The salary/benefits package is substantially lower than you need
You might be thinking that this reason is too obvious to make a list like this. However, too often, I hear stories from people who have accepted positions below their salary expectations only to eventually become resentful and looking for a way to correct the error. As long as your salary and benefit expectations are reasonable for:
- The level of the position you’re seeking
- The size of the organization you’re joining
- The local of the organization you’re joining
You should have no qualms about sticking to your guns. Although I’ve always hated the salary negotiations part of accepting a new job, by the time companies get to the point of making a firm offer, it’s not that likely that a reasonable request for a few thousand additional dollars or additional days off will end up in an offer being terminated. Getting at least close to what you need will make a world of difference down the line.
If a company is not sure about increasing the offer, ask for a contractual stipulation that makes the increase kick in after year one based on your performance. You know you’re going to give your best and it could be reflected in that first increase, but get it in writing.
Accepting the job would impact your personal work/life balance
I’ll admit it… I made this mistake once.
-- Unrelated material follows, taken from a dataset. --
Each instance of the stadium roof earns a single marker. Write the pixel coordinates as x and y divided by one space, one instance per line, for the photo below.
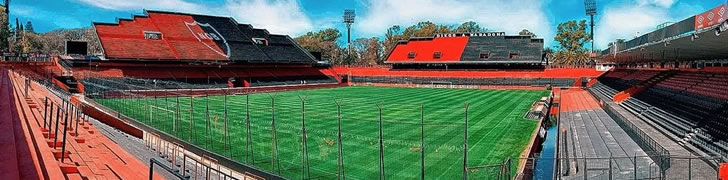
468 48
695 38
172 36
During the interview, I left knowing that the job was going to be grueling, and not because of the actual IT work itself. Rather, it was the rest of the “cultural” stuff that was a requirement for all salaried employees, including, a requirement to work, at a minimum, 10 hour days each day, sing at company events (yes, if you failed to sing, you were written up; I was once told to reprimand one of my employees for not singing loud enough), be subjected to undocumented matrix management, and give up numerous weekends and holidays for the first three years. Personally, I have no problem with working hard and giving it my all, but I also demand flexibility in return. Even though I tend to work more than I should, even this job was too much for my tastes, and I left and moved in to greener (and promoted) pastures after not that much time.
I freely admit that I accepted the job knowing that it was going to be a bad fit, but kept saying, “It won’t be as bad as I think.”
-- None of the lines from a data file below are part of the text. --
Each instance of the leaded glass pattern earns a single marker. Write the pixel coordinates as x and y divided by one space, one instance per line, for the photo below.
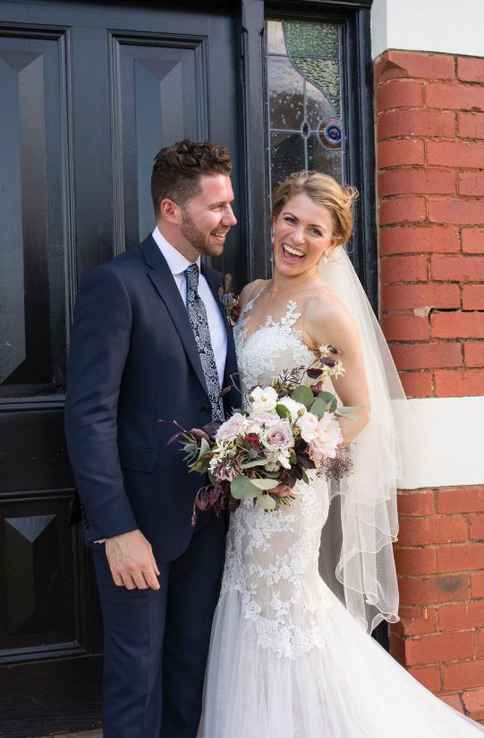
304 98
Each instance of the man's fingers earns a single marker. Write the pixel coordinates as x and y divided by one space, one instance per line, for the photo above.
139 579
151 578
155 566
117 579
128 581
Everyone has different expectations and needs in their work environment. I like to think that organizations – in most cases – can be flexible enough to keep everyone at least semi-happy on both sides. Unfortunately, it’s becoming increasingly common for American companies to demand far more from their workers than many are prepared to give. Whether this is because corporations are simply greedy or workers are simply lazy is often debated. Personally, I believe there has to be a middle ground in which the needs of both are respected.
At the very least, if you sense that a job is going to be a disaster during an interview, just walk away.
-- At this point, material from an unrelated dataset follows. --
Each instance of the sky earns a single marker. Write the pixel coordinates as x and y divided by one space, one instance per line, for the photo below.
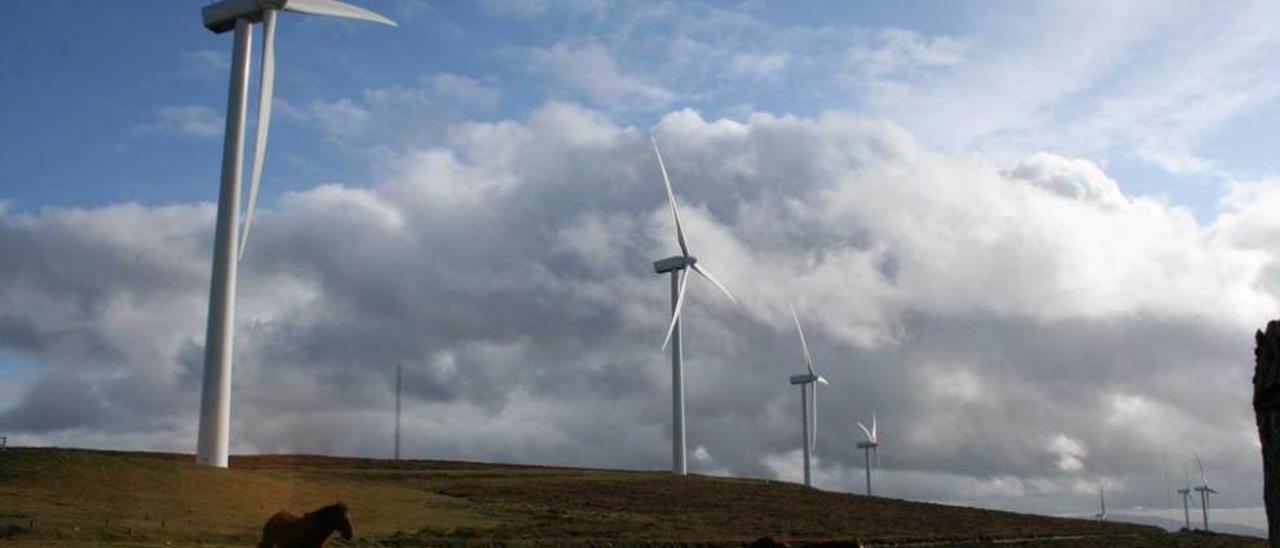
1033 238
The CEO has no technology interest
At the same job I described above, I discovered that the CEO had absolutely zero interest in technology and prided himself on the fact that he didn’t have a computer in his offer or at home. In fact, to respond to emails, his assistant printed the message, he wrote his reply on the back and she then typed the response.
Yes, this was early in my career and I made a mistake.
As you can imagine, technology needs were not always considered a priority, leading to struggles to meet basic needs of users and customers. That’s not the kind of environment I wanted to run, so I left.
And, I hate singing.
The CEO’s inner circle is dominated by group-think
This could be difficult to gauge during a short interview, but it’s always important to try to figure out how decisions are made at the top level of the organization, particularly if you’re going to be a part of the C-suite. Organizations flourish only when problems, ideas, and solutions can be transparently and openly debated in a professional way.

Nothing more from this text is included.